Wcześniej podkreślał, że jest "przeciw tej okropnej wojnie". - Całym sercem jestem teraz z narodem ukraińskim. Jednocześnie czuję na sobie obowiązek, by wspierać tę część rosyjskiego społeczeństwa, która nie ma wątpliwości, że ta wojna to hańba dla Rosji. Ci ludzie są w tej chwili zdruzgotani - wyjaśniał.
Iwan Wyrypajew - dorobek
Iwan Wyrypajew urodził się 3 sierpnia 1974 r. w Irkucku.
Jest absolwentem wydziału aktorskiego Irkuckiej Szkoły Teatralnej. Studiował także reżyserię w Instytucie Teatralnym im. B. Szczukina w Moskwie.
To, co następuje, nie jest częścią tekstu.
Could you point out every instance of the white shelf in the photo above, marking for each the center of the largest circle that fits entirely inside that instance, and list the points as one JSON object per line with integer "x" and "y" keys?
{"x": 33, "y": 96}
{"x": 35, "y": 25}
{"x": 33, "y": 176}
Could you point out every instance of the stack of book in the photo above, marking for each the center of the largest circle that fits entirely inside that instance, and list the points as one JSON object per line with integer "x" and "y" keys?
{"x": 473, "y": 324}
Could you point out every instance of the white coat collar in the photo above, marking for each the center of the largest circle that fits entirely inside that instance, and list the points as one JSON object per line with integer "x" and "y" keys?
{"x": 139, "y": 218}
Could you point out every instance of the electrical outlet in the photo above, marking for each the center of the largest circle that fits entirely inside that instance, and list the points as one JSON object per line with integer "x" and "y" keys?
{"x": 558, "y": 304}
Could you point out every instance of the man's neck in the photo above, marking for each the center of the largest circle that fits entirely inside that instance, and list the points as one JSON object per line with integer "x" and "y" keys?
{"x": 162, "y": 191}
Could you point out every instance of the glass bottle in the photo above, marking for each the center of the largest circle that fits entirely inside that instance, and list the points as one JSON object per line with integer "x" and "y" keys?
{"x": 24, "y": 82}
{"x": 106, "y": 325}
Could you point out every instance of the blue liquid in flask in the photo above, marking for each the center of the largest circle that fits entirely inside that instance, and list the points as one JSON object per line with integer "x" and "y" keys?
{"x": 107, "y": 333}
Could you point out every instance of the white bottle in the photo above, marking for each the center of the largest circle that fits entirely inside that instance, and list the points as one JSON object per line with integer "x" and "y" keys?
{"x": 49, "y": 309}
W 2001 r. rozpoczął współpracę z moskiewskim "Teatr.doc". Jako reżyser ma na koncie kilkadziesiąt inscenizacji teatralnych na całym świecie. To zdobywca licznych nagród na międzynarodowych festiwalach filmowych i teatralnych. Szczególne uznanie polskiej publiczności zyskał swoimi dramatami (np. "Sny", "Tlen", "Letnie osy kąsają nas nawet w listopadzie"), a także debiutem filmowym "Euforia", wyróżnionym w Wenecji i Warszawie. Reżyserował też rosyjską klasykę: "Ożenek" Gogola w warszawskim Teatrze Studio i "Wujaszek Wania" Czechowa w Teatrze Polskim, również w stolicy.
W 2012 r. otrzymał Paszport "Polityki" w kategorii "Teatr".